De acuerdo con el Módulo sobre Ciberacoso (MOCIBA) 2024 del Inegi, el estado registró un incremento del 43.5% en casos de ciberacoso entre 2023 y 2024, al pasar de 20.7% a 29.7% de usuarios de internet afectados.
Esto significa que casi tres de cada diez internautas yucatecos han sido víctimas de violencia digital, una cifra que rebasa el promedio nacional de 21% y que confirma la urgencia de una intervención legal más severa.
El impacto es particularmente grave en las mujeres:
30.6% de mujeres reportaron haber sido víctimas de ciberacoso Frente a 28.7% de hombres
Este panorama motivó al Congreso del Estado de Yucatán a aprobar por unanimidad las reformas el 19 de noviembre de 2025, con el respaldo de las y los 35 diputados locales, enviando un mensaje político claro de tolerancia cero a la violencia digital.
Las reformas incorporan cuatro ejes clave al Código Penal del Estado, tipificando conductas que antes quedaban en zonas grises legales.
Se sanciona el seguimiento, vigilancia o contacto reiterado sin consentimiento que genere miedo, angustia o alteración en la vida de la víctima.

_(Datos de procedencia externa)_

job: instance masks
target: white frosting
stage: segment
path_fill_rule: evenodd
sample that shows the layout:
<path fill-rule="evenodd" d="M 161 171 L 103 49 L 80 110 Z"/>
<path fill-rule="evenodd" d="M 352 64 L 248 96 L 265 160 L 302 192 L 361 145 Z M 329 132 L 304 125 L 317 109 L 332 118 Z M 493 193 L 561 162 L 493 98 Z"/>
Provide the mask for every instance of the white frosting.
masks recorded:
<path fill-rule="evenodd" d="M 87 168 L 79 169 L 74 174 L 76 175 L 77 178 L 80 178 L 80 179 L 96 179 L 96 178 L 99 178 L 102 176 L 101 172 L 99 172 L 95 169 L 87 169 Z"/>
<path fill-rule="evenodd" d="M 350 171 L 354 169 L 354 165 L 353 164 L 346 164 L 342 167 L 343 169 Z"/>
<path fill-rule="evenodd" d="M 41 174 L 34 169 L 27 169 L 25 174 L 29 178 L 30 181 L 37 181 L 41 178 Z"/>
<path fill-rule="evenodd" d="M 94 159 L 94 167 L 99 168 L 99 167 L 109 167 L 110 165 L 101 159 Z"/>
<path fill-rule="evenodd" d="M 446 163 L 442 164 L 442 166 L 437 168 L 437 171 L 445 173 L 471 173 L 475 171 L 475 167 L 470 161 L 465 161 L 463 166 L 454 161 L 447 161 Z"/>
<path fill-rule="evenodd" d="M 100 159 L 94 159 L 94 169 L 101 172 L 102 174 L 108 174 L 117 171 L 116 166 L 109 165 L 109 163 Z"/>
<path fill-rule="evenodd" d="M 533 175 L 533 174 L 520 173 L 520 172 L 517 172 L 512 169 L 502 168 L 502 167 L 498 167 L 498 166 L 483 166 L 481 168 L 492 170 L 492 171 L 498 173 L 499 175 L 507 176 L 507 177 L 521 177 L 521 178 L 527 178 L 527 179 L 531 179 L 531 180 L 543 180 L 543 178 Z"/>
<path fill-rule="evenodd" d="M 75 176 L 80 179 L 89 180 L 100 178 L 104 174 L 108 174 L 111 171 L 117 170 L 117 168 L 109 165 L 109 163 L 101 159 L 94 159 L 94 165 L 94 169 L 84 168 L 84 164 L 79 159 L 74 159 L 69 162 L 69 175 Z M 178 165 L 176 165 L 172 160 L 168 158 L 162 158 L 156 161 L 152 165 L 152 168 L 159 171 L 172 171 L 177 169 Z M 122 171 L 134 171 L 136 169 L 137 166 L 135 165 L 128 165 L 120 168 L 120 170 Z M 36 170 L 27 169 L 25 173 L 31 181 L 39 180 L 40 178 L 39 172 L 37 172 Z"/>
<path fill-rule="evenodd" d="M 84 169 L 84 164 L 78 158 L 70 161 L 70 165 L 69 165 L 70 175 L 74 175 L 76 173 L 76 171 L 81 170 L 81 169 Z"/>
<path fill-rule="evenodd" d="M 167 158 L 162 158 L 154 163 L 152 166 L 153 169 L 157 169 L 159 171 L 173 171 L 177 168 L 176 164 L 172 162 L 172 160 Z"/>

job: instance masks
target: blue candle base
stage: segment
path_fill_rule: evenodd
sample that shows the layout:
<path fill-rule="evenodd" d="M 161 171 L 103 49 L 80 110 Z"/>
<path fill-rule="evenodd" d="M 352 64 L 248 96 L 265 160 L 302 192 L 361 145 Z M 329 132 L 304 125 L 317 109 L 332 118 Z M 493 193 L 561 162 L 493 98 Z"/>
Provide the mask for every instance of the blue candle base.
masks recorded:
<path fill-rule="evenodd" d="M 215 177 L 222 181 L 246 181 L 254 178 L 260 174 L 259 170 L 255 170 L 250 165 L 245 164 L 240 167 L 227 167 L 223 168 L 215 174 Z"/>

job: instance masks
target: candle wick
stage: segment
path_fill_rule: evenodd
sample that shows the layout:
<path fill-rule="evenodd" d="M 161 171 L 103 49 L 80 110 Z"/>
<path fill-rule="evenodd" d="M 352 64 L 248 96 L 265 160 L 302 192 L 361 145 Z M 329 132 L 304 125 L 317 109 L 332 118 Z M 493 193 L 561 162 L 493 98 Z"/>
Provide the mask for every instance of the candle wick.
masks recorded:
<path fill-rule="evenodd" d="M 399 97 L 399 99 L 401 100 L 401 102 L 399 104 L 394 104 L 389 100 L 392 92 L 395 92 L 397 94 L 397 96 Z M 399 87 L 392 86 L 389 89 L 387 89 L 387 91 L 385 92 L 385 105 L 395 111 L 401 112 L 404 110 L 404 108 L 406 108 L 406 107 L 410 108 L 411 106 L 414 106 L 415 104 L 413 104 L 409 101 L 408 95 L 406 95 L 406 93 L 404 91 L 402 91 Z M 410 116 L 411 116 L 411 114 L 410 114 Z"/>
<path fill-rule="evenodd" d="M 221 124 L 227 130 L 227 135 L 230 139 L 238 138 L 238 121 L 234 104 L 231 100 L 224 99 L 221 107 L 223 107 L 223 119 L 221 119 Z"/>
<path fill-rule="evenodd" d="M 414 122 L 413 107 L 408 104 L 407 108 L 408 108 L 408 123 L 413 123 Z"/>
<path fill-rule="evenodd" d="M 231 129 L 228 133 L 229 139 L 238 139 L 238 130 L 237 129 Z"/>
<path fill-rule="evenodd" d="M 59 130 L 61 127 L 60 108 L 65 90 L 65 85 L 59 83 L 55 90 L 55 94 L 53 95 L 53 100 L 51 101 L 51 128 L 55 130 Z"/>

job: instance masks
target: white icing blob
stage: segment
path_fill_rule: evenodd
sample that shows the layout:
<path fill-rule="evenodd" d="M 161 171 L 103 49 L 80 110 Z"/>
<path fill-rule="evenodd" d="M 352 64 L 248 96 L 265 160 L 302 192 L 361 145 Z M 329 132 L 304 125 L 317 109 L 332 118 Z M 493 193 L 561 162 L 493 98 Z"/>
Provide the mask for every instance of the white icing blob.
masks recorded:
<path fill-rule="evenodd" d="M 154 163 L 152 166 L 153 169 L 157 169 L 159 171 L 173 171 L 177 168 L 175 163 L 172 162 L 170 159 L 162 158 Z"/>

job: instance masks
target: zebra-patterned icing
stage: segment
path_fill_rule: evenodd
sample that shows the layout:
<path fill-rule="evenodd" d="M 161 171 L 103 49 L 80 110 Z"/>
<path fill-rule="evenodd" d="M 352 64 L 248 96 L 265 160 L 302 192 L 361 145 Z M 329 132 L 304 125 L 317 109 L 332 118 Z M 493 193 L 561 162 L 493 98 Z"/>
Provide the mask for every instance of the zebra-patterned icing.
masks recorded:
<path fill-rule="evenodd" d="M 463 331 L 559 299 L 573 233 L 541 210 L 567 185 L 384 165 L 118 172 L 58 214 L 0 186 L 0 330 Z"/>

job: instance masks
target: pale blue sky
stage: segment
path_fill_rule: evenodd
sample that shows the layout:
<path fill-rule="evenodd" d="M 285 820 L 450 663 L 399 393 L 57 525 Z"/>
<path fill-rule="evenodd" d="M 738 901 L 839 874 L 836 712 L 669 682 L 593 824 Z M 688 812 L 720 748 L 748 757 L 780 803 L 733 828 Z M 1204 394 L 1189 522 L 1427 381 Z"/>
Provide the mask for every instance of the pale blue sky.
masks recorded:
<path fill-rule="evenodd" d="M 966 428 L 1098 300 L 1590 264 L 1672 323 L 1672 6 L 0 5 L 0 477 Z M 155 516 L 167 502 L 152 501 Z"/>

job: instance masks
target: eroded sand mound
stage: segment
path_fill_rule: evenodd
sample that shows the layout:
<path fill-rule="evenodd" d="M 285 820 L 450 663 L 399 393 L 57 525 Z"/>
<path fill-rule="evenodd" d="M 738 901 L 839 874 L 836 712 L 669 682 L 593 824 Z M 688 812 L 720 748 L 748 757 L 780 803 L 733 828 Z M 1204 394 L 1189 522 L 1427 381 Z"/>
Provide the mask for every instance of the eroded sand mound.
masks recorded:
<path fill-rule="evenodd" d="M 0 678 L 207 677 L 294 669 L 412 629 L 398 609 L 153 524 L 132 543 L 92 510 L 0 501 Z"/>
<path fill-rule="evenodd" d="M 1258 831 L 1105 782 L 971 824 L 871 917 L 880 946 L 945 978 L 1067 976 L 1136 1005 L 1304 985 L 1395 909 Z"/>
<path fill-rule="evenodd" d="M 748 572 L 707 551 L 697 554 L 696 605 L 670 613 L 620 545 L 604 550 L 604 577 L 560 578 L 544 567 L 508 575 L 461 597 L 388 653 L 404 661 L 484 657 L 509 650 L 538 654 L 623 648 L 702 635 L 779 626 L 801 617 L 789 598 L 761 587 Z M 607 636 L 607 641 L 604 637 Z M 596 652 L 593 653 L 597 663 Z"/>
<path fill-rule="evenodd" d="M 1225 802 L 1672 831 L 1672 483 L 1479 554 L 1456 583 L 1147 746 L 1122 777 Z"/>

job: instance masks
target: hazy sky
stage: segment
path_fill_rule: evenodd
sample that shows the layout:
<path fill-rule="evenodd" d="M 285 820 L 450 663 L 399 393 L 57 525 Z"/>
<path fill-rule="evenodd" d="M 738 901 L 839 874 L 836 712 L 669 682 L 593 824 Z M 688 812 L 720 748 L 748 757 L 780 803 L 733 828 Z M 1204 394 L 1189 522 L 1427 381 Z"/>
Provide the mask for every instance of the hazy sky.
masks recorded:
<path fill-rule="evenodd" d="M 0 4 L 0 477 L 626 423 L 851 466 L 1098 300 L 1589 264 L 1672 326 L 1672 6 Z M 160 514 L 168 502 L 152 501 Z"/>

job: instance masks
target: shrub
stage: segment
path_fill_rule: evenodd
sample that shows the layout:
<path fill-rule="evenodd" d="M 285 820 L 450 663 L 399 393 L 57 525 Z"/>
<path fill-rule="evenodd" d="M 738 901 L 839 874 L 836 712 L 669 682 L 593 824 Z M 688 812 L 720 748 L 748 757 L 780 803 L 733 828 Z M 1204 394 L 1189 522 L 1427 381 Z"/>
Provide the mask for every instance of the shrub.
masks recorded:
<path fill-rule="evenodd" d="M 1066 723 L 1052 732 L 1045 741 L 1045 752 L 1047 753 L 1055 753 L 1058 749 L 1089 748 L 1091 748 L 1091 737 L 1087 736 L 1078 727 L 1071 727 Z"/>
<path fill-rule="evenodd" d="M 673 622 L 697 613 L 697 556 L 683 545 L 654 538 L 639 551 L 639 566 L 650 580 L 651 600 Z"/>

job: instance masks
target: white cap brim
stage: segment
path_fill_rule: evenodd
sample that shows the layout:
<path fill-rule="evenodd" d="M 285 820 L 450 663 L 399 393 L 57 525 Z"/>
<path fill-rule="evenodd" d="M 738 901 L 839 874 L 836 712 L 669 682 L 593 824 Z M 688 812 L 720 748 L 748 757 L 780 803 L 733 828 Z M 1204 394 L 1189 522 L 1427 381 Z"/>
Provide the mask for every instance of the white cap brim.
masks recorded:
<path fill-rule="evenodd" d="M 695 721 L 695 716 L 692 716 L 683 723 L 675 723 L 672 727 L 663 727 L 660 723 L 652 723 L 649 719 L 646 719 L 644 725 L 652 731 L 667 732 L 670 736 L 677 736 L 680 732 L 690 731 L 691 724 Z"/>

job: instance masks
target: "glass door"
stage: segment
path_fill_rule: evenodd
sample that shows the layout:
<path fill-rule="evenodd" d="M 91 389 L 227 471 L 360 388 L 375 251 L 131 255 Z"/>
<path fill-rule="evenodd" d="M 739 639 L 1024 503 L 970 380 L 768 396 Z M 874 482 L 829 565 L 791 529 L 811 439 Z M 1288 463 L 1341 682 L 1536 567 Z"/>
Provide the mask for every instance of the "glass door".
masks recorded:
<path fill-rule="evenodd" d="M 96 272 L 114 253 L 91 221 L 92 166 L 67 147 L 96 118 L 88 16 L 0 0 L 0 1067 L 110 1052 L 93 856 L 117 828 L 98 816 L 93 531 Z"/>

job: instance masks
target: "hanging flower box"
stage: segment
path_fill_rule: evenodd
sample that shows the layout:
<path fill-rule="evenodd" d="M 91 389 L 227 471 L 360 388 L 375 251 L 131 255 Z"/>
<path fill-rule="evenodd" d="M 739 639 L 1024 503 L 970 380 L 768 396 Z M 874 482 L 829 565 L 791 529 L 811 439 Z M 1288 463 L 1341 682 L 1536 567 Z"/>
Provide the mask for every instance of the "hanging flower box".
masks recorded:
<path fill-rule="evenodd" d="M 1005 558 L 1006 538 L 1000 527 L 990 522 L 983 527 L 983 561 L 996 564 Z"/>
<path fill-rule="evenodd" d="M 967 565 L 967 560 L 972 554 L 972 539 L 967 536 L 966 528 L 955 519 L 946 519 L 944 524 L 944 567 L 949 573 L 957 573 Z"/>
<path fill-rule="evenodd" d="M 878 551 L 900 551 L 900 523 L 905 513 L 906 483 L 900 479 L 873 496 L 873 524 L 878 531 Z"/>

Penas: 6 meses a 2 años de prisión Multas: 500 a 1,000 UMAs Se persigue por querella de la víctima
Incluye el envío constante de mensajes intimidatorios, amenazas o contenido sexual no deseado mediante redes sociales o plataformas digitales.
Penas: 1 a 4 años de prisión Multas: 100 a 300 UMAs Las sanciones aumentan cuando la víctima es menor de edad.
Uno de los puntos más contundentes de la reforma. Castiga el contacto con menores con fines sexuales, la solicitud o difusión de contenido explícito y el uso de engaños o amenazas digitales.
Penas: 7 a 10 años de prisión Multas: 400 a 600 UMAs Se persigue de oficio, sin necesidad de denuncia formal
La reforma también fortalece la protección dentro del ámbito privado, al garantizar la persecución penal de la violación conyugal o en relaciones sentimentales cuando existe coacción, amenazas o peligro para la víctima.
Penas: 10 a 30 años de prisión Multas: 2,000 a 4,000 UMAs. Las nuevas disposiciones contemplan agravantes cuando:
Existe una relación de confianza, autoridad o poder Se emplea violencia física o moral Las víctimas son menores de edad, personas embarazadas o en situación de vulnerabilidad
Con ello, se busca cerrar vacíos legales que anteriormente dificultaban la persecución efectiva de estos delitos y que, en muchos casos, dejaban a las víctimas sin acceso real a la justicia.
Aunque especialistas reconocen el avance histórico que representan estas reformas, advierten que el desafío principal será su correcta aplicación. Entre los pendientes se encuentran:
Protocolos claros de actuación para autoridades Atención psicológica especializada para víctimas Programas de educación y prevención digital Mecanismos más accesibles y seguros para denunciar
La reforma es vista como un primer paso indispensable, pero su impacto real dependerá de la capacidad institucional para llevarla a la práctica y de la confianza que logren generar las autoridades en las personas afectadas.
Con estas modificaciones, Yucatán se coloca a la vanguardia en el marco legal contra el ciberacoso en México, en un contexto donde la violencia digital crece al ritmo del uso de redes sociales y plataformas tecnológicas.